"Genetics provide the gun, environment pulls the trigger"

NOTE: Out of respect for the writer, name and identity will not be included.

"Before I talk about my experience with mental health, here is a little background about me: I graduated from the University of California, San Diego in 2015 with a Public Health degree, specializing in Social and Behavioral Health Sciences. I am an advocator for Eating Disorder Awareness; an advocator for the illness that haunted me from my childhood all the way through my teenage years. Even though distorted eating is common on my maternal side of the family, it always made me curious on why I, out of everyone in my family, am the only one who ended up developing long-term eating disorders, chronic depression, and bipolar disorder type II. I did not know the tremendous impact my environment had on my mental wellbeing until I took an upper-division eating disorder class at my University. A particular quote I will never forget from that class is: "Genetics provide the gun, environment pulls the trigger". So, here is a story of my environment.
I was born and raised on a farm in the rural area of Vung Tau, Vietnam. Despite receiving no maternal care during her pregnancy while working over 60 hours a week, my mother delivered me as a fairly healthy baby.
As a child, I was calm and easy-going. I was very active thanks to the various farm-work I was required to do. The foods I ate were always fresh from our farm, or the market. My relationship with food itself was relatively normal despite my difficulties with keeping down the food after consumption. After being forced to move from my birth country to America with my mother to "reunite" with "family members", I have never met, I experienced severe culture shock and developed a sense of abandonment. My inability to speak English at school and at home eventually made me the prime target for bullying.

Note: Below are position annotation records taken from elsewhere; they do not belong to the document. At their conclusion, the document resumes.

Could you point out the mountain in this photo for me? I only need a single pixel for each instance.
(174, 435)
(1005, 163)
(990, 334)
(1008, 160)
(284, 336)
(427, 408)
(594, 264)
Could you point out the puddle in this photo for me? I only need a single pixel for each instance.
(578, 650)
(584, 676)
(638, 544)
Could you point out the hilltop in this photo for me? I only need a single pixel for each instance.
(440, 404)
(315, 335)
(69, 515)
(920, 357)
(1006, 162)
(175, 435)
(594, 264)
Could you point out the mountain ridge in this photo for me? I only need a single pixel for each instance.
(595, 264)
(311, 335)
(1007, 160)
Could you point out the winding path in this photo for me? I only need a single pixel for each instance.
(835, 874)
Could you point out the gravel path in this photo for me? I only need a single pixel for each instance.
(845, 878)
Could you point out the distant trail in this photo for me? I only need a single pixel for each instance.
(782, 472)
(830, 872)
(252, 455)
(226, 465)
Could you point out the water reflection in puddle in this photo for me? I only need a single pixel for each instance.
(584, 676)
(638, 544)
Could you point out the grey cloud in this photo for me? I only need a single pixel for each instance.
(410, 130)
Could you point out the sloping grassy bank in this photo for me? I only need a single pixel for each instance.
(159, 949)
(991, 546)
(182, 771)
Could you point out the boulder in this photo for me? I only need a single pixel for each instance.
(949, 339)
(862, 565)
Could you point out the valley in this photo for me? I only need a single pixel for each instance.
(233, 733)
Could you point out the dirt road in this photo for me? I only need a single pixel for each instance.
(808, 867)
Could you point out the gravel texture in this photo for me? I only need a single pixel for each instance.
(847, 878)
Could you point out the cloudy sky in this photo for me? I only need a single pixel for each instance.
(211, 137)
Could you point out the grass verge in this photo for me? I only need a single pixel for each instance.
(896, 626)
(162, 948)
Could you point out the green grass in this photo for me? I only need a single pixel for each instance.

My weight suddenly became a topic of discussion which gradually sullied my relationship with food and eventually myself. As my mother became more absent due to work obligations, my days spent outdoor became minimal and the foods I ate drastically became less fresh.
My parents' constant absence means that I was always in the care of my older cousins. As my cousins grew older, drugs became prominent in their lives. Even though I abstained from the drugs, I was constantly around it. This eventually lead to multiple events that caused me to develop PTSD symptoms and triggered my first episode of eating disorder behavior at the age of eight. 'Til this day, it still baffles me that despite being in horrendous discomfort mentally and physically, I was somehow in deep denial of my illness until my early 20s. After being in a rehabilitation treatment center for my eating disorder and other various mental disorders, I started to recognize that my little sister has almost identical eating behaviors as me when I was younger. In fear of her developing an eating disorder, my mother and I try our best to cultivate a mentally and physically healthy environment in our current household."